Forex market is often used in our day-to-day life and conjures up the imagination of a vast building somewhere. However, that is not the case. The Forex market or the currency market or the Foreign Exchange market is a decentralized global market or over the counter market to trade currencies. The forex market determines the foreign exchange rates for every currency in the world. It includes aspects of exchanging, buying, and selling of currencies at determined or current prices. It is the largest market in the world in terms of the trading volume.
Large international banks are the prominent participants in the forex markets. Massive financial centers worldwide act as trading anchors amongst a wide range of multiple buyers and sellers 24/7. Currencies are always traded in pairs, and hence the forex market does not set a currency’s fixed value but determines its relative importance. The forex markets work through several financial institutions and operate on various levels and assist in international trade and investments by facilitating currency conversion. The forex market is unique in most of its aspects.
Here a list of characteristic features that make the foreign exchange market stand out from the rest:
- Absence of physical existence: Unlike the bond and the stock markets, the foreign exchange market does not have a physical presence. There is no physical place where the dealers are seated and facilitate currency conversion. The foreign exchange market consists of money changers globally. The forex market is connected via information. Initially, information was transmitted manually but has now changed into the electronic transmission of data. The currency market constitutes an interconnected network of buyers and sellers all over the world.

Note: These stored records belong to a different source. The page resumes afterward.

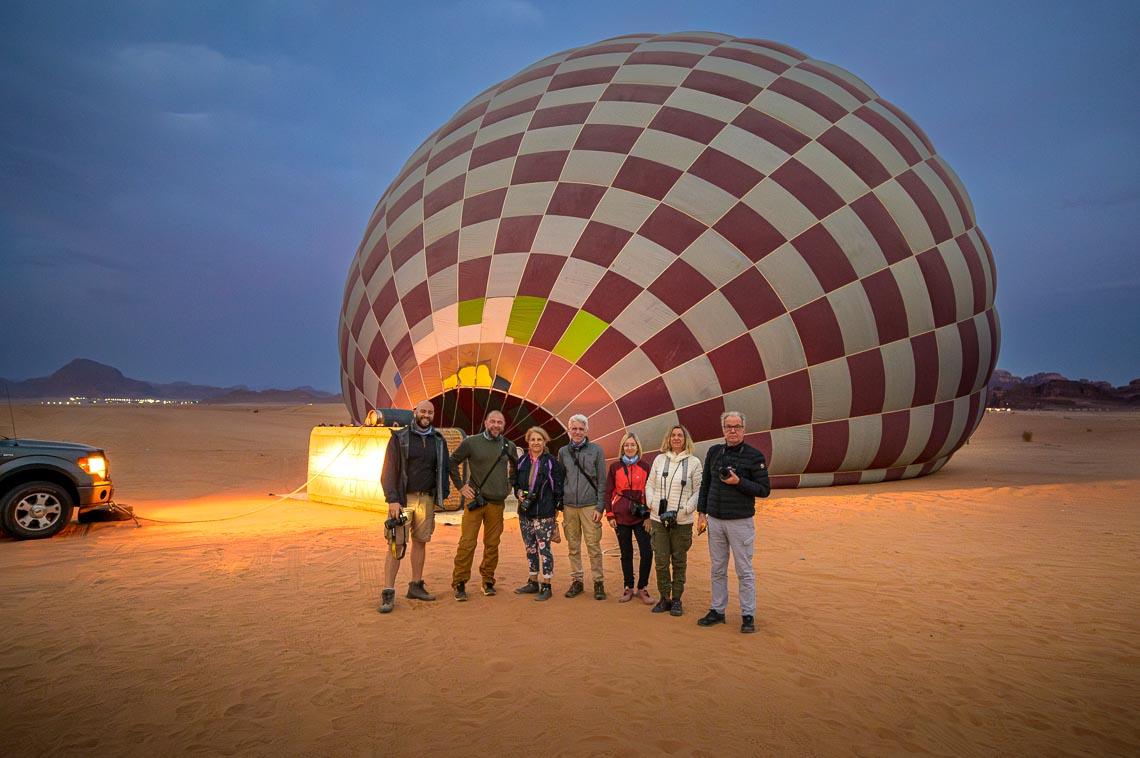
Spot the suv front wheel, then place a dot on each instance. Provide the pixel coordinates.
(35, 510)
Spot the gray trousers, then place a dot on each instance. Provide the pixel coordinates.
(738, 536)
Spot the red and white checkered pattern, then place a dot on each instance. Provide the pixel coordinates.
(759, 231)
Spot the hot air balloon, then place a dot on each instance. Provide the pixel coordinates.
(654, 229)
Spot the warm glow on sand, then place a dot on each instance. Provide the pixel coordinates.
(987, 610)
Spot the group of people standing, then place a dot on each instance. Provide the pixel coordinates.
(657, 505)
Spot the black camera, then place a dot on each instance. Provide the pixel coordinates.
(528, 502)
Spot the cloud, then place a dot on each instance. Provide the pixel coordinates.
(519, 10)
(1112, 285)
(168, 64)
(1102, 198)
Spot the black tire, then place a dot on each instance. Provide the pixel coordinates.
(35, 511)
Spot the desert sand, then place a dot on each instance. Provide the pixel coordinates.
(987, 610)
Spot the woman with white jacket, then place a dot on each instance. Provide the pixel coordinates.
(670, 491)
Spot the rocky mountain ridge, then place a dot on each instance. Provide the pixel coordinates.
(1050, 391)
(89, 379)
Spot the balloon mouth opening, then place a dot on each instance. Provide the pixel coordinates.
(466, 407)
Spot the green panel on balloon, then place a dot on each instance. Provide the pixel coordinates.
(524, 315)
(471, 311)
(581, 333)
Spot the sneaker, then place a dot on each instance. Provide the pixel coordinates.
(416, 591)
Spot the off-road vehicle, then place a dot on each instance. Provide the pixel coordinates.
(42, 483)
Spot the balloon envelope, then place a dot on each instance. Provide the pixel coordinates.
(654, 229)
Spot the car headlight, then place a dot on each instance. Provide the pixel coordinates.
(95, 465)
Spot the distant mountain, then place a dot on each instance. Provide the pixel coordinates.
(1051, 391)
(88, 379)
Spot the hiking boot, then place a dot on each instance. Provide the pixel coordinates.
(710, 619)
(416, 591)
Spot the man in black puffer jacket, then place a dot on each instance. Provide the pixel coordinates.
(735, 474)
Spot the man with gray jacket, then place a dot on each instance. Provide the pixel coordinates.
(584, 500)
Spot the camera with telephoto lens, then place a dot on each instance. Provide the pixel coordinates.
(637, 507)
(398, 520)
(528, 502)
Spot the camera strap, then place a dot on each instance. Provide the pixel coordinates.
(668, 483)
(491, 470)
(573, 454)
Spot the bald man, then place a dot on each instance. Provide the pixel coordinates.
(491, 459)
(415, 481)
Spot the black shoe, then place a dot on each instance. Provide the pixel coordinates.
(416, 591)
(710, 619)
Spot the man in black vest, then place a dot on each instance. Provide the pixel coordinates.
(415, 481)
(735, 474)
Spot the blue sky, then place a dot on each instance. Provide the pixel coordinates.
(182, 185)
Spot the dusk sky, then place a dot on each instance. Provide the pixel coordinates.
(185, 184)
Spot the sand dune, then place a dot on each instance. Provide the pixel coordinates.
(988, 610)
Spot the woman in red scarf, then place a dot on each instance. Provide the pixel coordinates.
(626, 512)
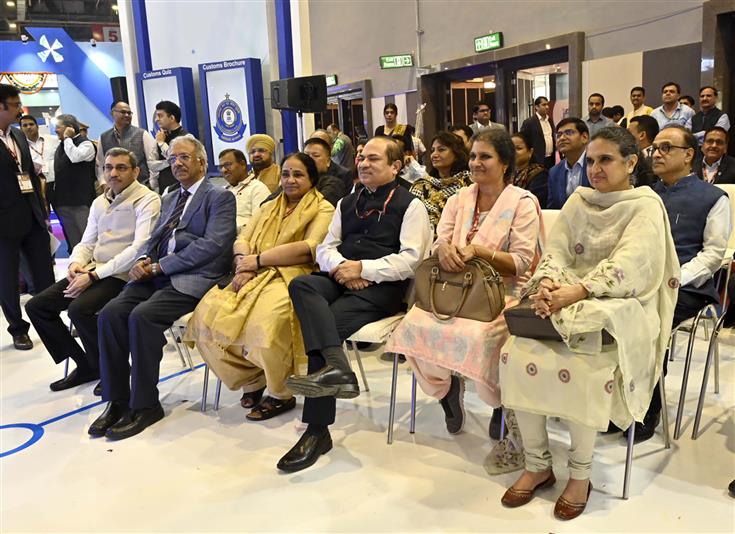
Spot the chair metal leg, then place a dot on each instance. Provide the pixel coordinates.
(629, 460)
(176, 344)
(412, 421)
(707, 364)
(187, 352)
(685, 376)
(359, 364)
(502, 423)
(664, 411)
(717, 364)
(217, 392)
(672, 344)
(204, 388)
(392, 407)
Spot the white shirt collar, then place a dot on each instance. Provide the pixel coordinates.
(193, 189)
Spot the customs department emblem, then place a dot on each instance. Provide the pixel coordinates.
(229, 126)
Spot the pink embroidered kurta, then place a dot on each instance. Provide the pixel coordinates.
(465, 346)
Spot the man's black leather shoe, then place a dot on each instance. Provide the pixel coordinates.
(306, 452)
(74, 379)
(326, 382)
(22, 342)
(645, 430)
(134, 422)
(112, 414)
(453, 405)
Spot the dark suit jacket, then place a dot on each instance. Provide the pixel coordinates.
(204, 239)
(532, 127)
(558, 185)
(18, 211)
(725, 172)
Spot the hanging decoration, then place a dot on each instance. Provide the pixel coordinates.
(27, 83)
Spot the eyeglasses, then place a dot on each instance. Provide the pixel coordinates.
(566, 133)
(120, 167)
(718, 142)
(665, 148)
(183, 158)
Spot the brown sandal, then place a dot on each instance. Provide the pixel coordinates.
(566, 510)
(271, 407)
(251, 398)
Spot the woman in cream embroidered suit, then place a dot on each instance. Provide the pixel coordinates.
(610, 265)
(500, 223)
(248, 332)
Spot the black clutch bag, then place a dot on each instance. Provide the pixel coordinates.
(522, 321)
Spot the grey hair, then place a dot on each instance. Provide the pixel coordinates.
(621, 137)
(199, 150)
(69, 120)
(120, 151)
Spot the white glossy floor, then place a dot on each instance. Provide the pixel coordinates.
(214, 471)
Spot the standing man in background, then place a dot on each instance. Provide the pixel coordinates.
(249, 192)
(168, 117)
(261, 148)
(22, 218)
(540, 128)
(709, 115)
(125, 135)
(74, 168)
(638, 99)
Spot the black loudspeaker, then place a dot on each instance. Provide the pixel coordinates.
(307, 94)
(119, 89)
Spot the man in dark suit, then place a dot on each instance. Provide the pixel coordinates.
(189, 251)
(22, 218)
(571, 172)
(540, 128)
(716, 167)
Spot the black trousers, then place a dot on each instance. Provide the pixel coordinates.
(133, 324)
(329, 314)
(35, 246)
(43, 310)
(687, 306)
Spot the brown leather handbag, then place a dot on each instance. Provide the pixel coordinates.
(475, 293)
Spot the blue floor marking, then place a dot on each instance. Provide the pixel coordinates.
(38, 429)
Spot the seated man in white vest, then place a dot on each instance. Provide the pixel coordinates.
(119, 225)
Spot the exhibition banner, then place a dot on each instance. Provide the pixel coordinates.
(232, 101)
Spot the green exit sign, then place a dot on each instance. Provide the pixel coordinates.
(489, 42)
(396, 62)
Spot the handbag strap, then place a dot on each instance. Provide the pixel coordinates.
(466, 284)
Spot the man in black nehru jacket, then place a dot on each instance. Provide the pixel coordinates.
(377, 238)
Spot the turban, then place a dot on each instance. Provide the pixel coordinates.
(261, 141)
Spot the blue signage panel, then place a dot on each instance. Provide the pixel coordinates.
(174, 84)
(232, 101)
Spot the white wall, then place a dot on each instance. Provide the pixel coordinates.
(613, 77)
(347, 37)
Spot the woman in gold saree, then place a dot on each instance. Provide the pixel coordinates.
(248, 332)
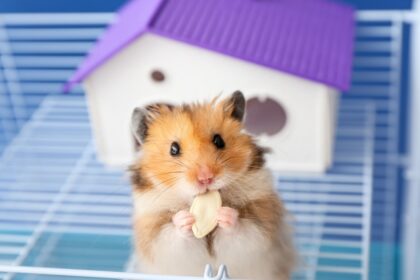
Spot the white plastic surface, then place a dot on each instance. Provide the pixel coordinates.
(192, 74)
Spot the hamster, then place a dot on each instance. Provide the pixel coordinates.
(190, 149)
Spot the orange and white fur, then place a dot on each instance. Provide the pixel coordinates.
(187, 150)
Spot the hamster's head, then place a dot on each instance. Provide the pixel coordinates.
(197, 147)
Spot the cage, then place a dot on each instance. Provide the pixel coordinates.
(63, 215)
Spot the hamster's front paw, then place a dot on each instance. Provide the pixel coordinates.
(183, 221)
(227, 218)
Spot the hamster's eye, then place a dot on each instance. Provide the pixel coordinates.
(218, 141)
(175, 149)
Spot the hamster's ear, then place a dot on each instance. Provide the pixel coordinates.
(142, 117)
(139, 124)
(235, 106)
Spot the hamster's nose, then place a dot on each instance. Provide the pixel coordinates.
(205, 176)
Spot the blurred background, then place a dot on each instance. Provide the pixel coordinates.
(61, 208)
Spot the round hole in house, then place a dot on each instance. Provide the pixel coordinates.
(157, 76)
(265, 116)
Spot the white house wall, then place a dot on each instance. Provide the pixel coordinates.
(192, 74)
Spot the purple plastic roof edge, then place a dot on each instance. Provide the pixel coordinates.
(150, 10)
(134, 17)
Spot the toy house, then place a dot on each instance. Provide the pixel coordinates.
(289, 57)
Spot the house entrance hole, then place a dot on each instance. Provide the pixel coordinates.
(265, 116)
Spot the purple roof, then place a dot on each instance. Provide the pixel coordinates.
(308, 38)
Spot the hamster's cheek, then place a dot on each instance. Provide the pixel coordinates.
(186, 189)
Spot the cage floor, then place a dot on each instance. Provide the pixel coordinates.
(60, 208)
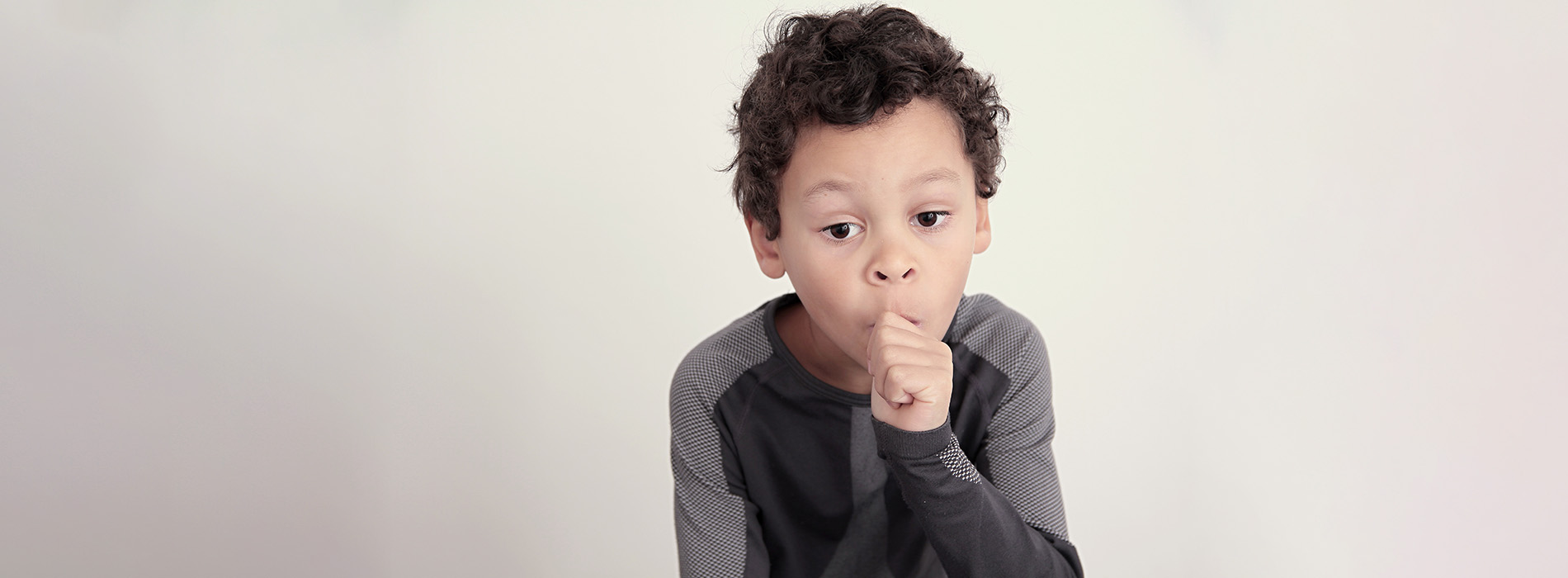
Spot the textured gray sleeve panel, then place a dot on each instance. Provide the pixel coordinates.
(1018, 440)
(711, 522)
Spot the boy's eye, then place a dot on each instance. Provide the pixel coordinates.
(932, 217)
(841, 231)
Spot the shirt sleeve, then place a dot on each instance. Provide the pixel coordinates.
(717, 529)
(1007, 522)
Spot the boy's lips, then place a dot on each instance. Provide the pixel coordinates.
(905, 318)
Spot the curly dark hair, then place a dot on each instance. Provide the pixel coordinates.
(841, 69)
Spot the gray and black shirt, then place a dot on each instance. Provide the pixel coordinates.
(778, 473)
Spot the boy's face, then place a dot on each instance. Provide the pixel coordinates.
(883, 217)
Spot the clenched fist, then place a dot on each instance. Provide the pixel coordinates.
(911, 376)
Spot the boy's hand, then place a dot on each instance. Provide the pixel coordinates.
(911, 376)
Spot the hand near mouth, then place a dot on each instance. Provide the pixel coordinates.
(911, 376)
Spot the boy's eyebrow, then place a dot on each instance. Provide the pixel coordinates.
(822, 189)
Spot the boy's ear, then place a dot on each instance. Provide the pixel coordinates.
(982, 225)
(767, 250)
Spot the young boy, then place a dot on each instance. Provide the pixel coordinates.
(876, 421)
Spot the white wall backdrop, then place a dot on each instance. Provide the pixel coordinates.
(397, 288)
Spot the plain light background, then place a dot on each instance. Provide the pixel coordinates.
(397, 288)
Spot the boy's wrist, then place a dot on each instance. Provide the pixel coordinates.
(893, 442)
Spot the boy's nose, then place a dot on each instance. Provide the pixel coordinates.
(905, 275)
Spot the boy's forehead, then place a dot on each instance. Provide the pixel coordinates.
(919, 144)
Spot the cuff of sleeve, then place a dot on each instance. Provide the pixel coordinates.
(893, 442)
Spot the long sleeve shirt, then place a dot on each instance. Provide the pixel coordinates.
(782, 475)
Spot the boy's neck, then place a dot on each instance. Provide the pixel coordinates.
(817, 353)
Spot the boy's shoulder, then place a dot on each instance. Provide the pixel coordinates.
(709, 368)
(999, 335)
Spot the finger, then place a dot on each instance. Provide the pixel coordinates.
(902, 385)
(885, 338)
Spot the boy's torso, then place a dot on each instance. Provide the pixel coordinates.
(805, 456)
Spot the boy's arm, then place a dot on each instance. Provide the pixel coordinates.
(717, 529)
(1012, 524)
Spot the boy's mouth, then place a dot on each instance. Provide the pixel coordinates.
(905, 318)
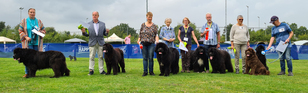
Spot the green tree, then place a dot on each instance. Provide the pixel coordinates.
(124, 30)
(176, 31)
(229, 26)
(50, 30)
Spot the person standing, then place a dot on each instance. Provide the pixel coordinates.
(167, 33)
(96, 33)
(147, 38)
(213, 36)
(184, 35)
(239, 37)
(127, 39)
(29, 39)
(282, 32)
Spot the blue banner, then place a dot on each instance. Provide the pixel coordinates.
(133, 50)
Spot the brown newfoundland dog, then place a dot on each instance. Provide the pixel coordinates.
(253, 63)
(113, 58)
(35, 60)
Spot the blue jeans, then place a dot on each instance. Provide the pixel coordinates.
(286, 56)
(207, 47)
(35, 47)
(148, 54)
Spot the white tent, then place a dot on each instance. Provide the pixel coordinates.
(75, 40)
(301, 42)
(5, 39)
(114, 38)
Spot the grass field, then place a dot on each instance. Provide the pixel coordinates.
(11, 80)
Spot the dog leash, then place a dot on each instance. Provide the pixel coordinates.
(275, 59)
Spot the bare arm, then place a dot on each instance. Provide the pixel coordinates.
(156, 39)
(290, 36)
(138, 41)
(271, 42)
(218, 39)
(179, 36)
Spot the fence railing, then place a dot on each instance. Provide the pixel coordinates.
(133, 50)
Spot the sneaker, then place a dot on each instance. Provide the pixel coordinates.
(25, 75)
(91, 72)
(103, 73)
(145, 74)
(237, 71)
(282, 73)
(152, 73)
(290, 74)
(207, 71)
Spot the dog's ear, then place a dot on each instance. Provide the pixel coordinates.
(196, 51)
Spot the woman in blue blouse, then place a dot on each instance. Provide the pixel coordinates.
(167, 33)
(184, 35)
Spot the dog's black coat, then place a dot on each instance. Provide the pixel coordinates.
(220, 61)
(35, 60)
(72, 57)
(168, 59)
(199, 59)
(113, 58)
(261, 57)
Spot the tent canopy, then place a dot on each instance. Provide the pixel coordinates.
(113, 38)
(75, 40)
(5, 39)
(301, 42)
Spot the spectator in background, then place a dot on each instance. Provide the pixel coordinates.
(127, 39)
(184, 35)
(239, 37)
(29, 39)
(282, 32)
(148, 37)
(213, 37)
(97, 31)
(167, 33)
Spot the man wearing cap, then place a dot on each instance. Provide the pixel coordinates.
(282, 32)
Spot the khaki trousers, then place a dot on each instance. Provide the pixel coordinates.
(99, 50)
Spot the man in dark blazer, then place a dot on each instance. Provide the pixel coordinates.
(96, 33)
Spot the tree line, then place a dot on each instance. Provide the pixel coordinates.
(123, 30)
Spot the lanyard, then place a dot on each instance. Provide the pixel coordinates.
(209, 25)
(185, 29)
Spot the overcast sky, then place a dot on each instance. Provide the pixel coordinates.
(65, 15)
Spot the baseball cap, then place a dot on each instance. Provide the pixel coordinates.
(273, 19)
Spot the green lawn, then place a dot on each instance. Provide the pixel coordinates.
(11, 80)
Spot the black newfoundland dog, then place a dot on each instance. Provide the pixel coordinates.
(168, 59)
(199, 59)
(261, 57)
(35, 60)
(252, 62)
(113, 58)
(220, 61)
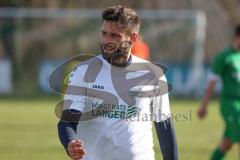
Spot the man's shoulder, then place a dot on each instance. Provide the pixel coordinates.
(136, 59)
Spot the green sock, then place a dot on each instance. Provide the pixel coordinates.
(218, 155)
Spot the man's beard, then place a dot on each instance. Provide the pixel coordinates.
(115, 52)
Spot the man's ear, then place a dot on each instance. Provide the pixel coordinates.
(134, 37)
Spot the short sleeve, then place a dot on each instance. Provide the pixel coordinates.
(76, 91)
(161, 106)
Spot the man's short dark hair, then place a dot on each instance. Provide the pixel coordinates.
(237, 31)
(127, 18)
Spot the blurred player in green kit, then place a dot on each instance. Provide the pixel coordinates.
(226, 67)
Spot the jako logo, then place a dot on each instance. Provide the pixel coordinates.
(98, 86)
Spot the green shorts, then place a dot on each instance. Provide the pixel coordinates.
(230, 110)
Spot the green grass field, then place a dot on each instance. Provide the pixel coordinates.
(28, 131)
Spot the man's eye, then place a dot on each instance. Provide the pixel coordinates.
(104, 33)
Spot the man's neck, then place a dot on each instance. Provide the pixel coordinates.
(123, 59)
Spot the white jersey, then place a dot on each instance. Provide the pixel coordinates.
(121, 134)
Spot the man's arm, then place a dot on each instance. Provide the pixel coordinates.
(67, 128)
(167, 139)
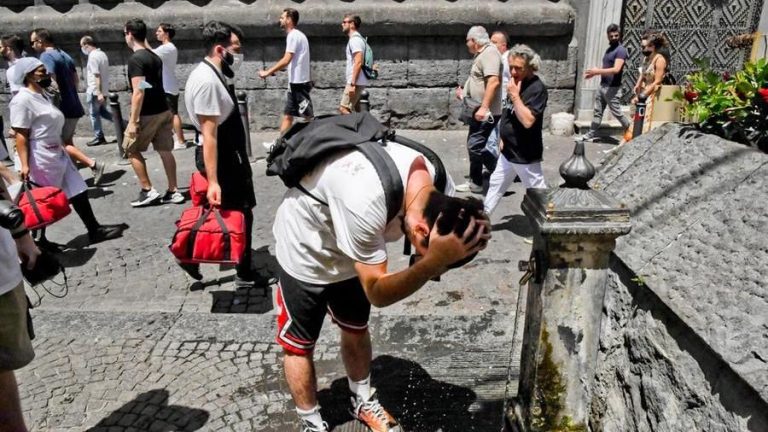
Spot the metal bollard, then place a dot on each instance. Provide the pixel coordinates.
(365, 103)
(242, 103)
(117, 120)
(639, 115)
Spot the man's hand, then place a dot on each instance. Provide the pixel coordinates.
(447, 249)
(132, 130)
(28, 251)
(481, 113)
(214, 194)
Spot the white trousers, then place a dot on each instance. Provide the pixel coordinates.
(503, 176)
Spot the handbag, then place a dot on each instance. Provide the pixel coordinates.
(42, 205)
(469, 107)
(209, 235)
(198, 189)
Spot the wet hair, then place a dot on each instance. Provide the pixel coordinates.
(219, 33)
(14, 42)
(88, 40)
(355, 19)
(455, 215)
(43, 35)
(169, 29)
(479, 35)
(293, 14)
(532, 60)
(137, 28)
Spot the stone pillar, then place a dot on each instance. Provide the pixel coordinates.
(575, 231)
(601, 13)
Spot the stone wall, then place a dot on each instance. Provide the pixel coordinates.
(684, 343)
(418, 45)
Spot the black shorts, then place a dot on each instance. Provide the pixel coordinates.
(173, 103)
(297, 100)
(301, 309)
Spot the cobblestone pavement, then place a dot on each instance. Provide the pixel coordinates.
(135, 345)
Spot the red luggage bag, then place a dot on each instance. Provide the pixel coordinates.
(209, 235)
(42, 205)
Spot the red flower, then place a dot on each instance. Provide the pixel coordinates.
(763, 94)
(691, 96)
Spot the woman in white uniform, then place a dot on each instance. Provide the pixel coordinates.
(42, 158)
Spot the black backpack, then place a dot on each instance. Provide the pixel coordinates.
(305, 145)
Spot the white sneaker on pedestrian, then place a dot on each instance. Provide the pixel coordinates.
(469, 187)
(146, 198)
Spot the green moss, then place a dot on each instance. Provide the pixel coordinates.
(547, 404)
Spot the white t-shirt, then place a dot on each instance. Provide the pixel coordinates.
(98, 63)
(33, 111)
(169, 55)
(298, 68)
(356, 44)
(10, 271)
(10, 76)
(320, 244)
(205, 94)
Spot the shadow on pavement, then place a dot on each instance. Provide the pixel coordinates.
(411, 395)
(150, 412)
(516, 224)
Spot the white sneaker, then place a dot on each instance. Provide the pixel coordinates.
(469, 187)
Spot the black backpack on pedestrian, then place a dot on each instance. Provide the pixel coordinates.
(305, 145)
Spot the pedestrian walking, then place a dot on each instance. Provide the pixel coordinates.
(97, 80)
(213, 110)
(169, 54)
(522, 143)
(356, 81)
(62, 69)
(484, 86)
(298, 103)
(16, 246)
(609, 93)
(38, 125)
(333, 260)
(150, 119)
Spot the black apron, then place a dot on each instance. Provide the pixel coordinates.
(233, 169)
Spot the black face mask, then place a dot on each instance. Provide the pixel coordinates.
(228, 61)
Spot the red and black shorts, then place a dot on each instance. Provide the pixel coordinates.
(301, 309)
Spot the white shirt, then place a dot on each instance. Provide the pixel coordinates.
(10, 270)
(10, 76)
(98, 63)
(169, 55)
(320, 244)
(205, 94)
(33, 111)
(298, 68)
(356, 44)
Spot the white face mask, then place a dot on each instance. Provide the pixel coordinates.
(238, 61)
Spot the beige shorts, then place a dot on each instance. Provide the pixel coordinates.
(15, 343)
(352, 104)
(155, 129)
(68, 131)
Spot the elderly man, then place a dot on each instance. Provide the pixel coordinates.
(483, 85)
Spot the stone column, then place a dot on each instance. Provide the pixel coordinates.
(575, 231)
(601, 13)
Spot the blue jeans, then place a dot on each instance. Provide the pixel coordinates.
(97, 111)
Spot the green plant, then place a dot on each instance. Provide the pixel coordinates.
(731, 106)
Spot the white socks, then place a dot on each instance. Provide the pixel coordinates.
(362, 389)
(311, 416)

- Liquidity: The Forex market is considered to be one of most liquid market in the world. Currency spot trading is one of the most popular instruments of foreign exchange around the world. Liquidity has significant benefits, one of them being the absence of manipulation of the market. Stocks and futures market can be easily pushed up and down through manipulation by commercials, brokers, specialists, market makers, and locals. However, the spot trading in foreign exchange takes real selling and buying by financial institutions and banks to move the prices of the stocks. An attempt at manipulation of the spot foreign exchange market goes futile. An enormous amount of foreign exchange trading is said to occur in the United States even though the Pound Sterling is less widely traded.
- A dynamic market: The foreign exchange market is considered one of the most dynamic markets in the world. Despite which instrument is traded in the market, be it municipal bonds, US treasuries, stocks, agricultural futures, and more, the foreign exchange market’s viability as a feasible investment opportunity continues to remain the same. The foreign exchange is a perfect market to trade as it possesses all the features of liquidity, low transaction, fast execution, and market transparency.
- A 24/7 active market: The concept of a twenty-four-hour market has become a reality in the past quarter-century. The foreign exchange market works round the clock, with financial centers being open for business and trading of currencies every hour of the day and night apart from the possible gaps on weekends. This also means that exchange rates and market changes vary in response to any developments anytime. Hence, the traders and investors worldwide must be alert and active to the possibility of sharp moves in the exchange rate, which can occur anytime and anywhere in the world. This has increased liquidity and has large institutions adapt and introduce various measures to monitor the market on a 24-hour basis.
- High market transparency: The market transparency in the forex market is too high due to the online trading market’s evolution that continues to improve with time. The most significant advantage of trading in the foreign exchange market is trading with the market maker directly. It allows the forex brokers to inform the traders about the executable and streaming prices because it is essential to distinguish between executable and indicative costs. Trading online on the foreign exchange market also means more efficiency and effectiveness as it provides real portfolio and account tracking capability and high market transparency.
- International Dealer Network: The foreign exchange market comprises an international network of dealers from all the nooks and corners of the world. The forex market also includes major financial institutions in the limited number of regular trading activities with customers and foreign exchange. These financial institutions are commercial, which are also investment banks and are dispersed geographically and located in various parts of the world. Even though they are located in distant places, they are linked and connected through computers, telephones, and other electronic mediums. The foreign exchange market comprises 2,000 dealer institutions and around 200 market-making banks globally.
- The Dollar is the most widely traded currency: The more commonly traded currency in the foreign exchange market to date is the US Dollar. The immense use of the Dollar reflects its role as an investment currency in numerous capital markets, also as a reserve held by many central banks, as a transaction currency in several international commodity markets, and also as an invoice currency in many contracts, and as an intervention currency opted by monetary authorities to influence their exchange rates. The use of Dollar has also increased rapidly as a vehicle currency in cross trading over the years.
Along with these unique features, the foreign exchange market provides tremendous benefits like inflation control, high leverage, flexibility, low transaction costs, hedging risks, provides the trading option, and facilitates smooth international trade. The foreign exchange market’s primary functions are credit function, transfer function, and hedging function, and the types of transactions that take place in the foreign exchange market are future transactions, spot transactions, and forward market transactions. This enormous market’s key players include central banks, commercial banks, traders and speculators, brokers, and traditional users and the countries that actively participate in the foreign exchange market are US, Australia, Indonesia, UK, France, Japan Germany, Switzerland, Italy, Malta, Cyprus, Romania, Bulgaria and many Eastern and Central and European countries.